Ia juga mengenakan jam tangan, tapi tak sekalipun aku melihatnya melirik pada jam tangan yang dikenakannya dan aku juga tak tahu pasti apa merek jam tangan yang dikenakannya. Ups, aku hampir terlupa. Ia sempat melirik jam tanganya ketika waktu istirahat pada hari ke-4 pelatihan PAR.
“Udah jam berapa ini? Bentar lagi kita istirahat”, katanya hari itu. Hanya pada sesi terakhir di hari yang ke empat, jam tangan yang dikenakannya jelas terlihat. Hal itu terjadi lantaran ia menyingsing kedua lengan bajunya.
Bahasa yang digunakan dalam menyampaikan materi sangat sederhana. Bahkan tak jarang logat Kejawennya terdengar sepanjang ia berbicara didepan dosen-dosen STAIN Pontianak yang mengikuti kegiatan pelatihan ini. Suaranya pelan, tapi apa yang dibicarakannya bisa dengan jelas kutangkap dan kufahami. Ia hanya sesekali memandangi tulisan yang ada dilaptopnya, selebihnya sepanjang ia berbicara menyampaikan materi, ia tak pernah membaca satu tulisanpun dan membaca teks apapun dan tak merujuk pada bahan apapun. Tapi, apa yang disampaikannya begitu runtun dan mudah difahami dan yang pasti berisi. Itu jugalah yang menambah nuansa kental pada sosok yang sedang berdiri dan menyampaikan materi pelatihan penelitian berbasis Participatory Action Research (PAR) yang kuikuti waktu itu.
Ilmunya, pengalamannya sangat luar biasa. Dari ciri-ciri fisik yang nampak darinya, yang hampir semua rambutnya mulai memutih, bahkan kumisnya pun ikut memutih. Pasti usianya tak lagi muda. Tapi daya ingatnya, kemampuanya dalam menyampaikan ilmunya, beberapa pengalamanya bisa membuatku bahkan peserta lainnya iri. Semakin lama aku duduk dan menyimak apa yang disampaikannya, kekagumanku semakin bertambah padanya.

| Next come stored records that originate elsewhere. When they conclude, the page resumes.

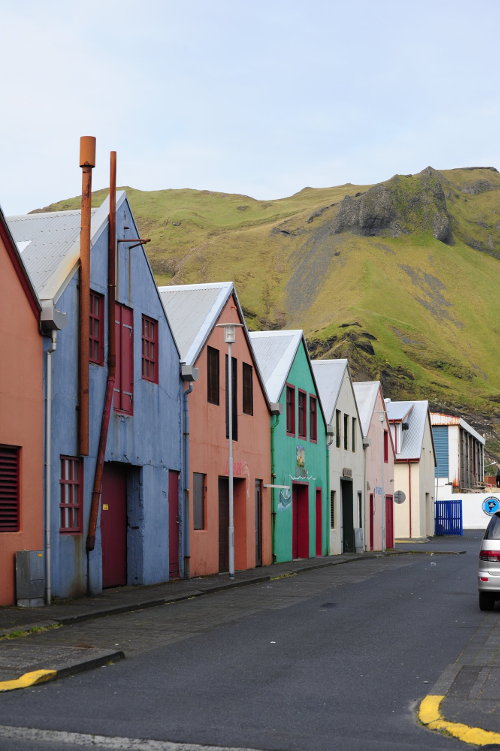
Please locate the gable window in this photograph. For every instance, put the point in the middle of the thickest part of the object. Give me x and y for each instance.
(96, 328)
(302, 414)
(213, 375)
(199, 500)
(234, 397)
(313, 418)
(70, 505)
(247, 389)
(290, 410)
(149, 349)
(9, 489)
(124, 380)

Logat kejawennya yang selalu muncul tak mengeser kefasihannya dalam melafaskan beberapa istilah Bahasa Inggris yang berkaitan dengan materi yang disampaikannya. Kesederhanaan baik dalam penampilan maupun dalam perkataanya, nilai-nilai kemanusiaan yang ia terapkan dalam kehidupannya tampak dari kata-kata yang ia ungkapkan sepanjang forum. Hal-hal tersebut menambah deret panjang nilai positif yang kuberikan padanya.
Beberapa hari berada di ruangan ini (Kedai Beringin), selalu ada sesuatu yang mearik dari guru baruku. Kesan awal yang kutemukan padanya, sejak beberapa hari terakhir hampir hilang. Tapi tak hilang semuanya. Dua hari terakhir, guruku tampak rapi dengan kemeja lengan pendek bergaris dengan dominasi warna putih. Kesan formal yang disusungnya dalam 2 hari terakhir dalam forum pelatihan, tak membuatnya kaku dalam bertutur. Kata-katanya tetap saja mengambarkan kesederhanaan yang ada pada dirinya.
Sejauh ini itulah sosok pendidik baru yang kudapatkan hari ini, dia adalah seorang peneliti yang tampak sederhana dimataku yang telah dan sedang aktif di dilembaga pengembangan teknologi pedesaan dan Indonesian Sociely For Social Trasformation dan sosok itu bernama Ahmad Mahmudi.
Satu hal yang selalu diingatkannya pada kami “Segala sesuatu tidak akan terasa sulit kalau kita menikmati semua kondisi yang ada dilapangan”. Sampai jumpa guruku.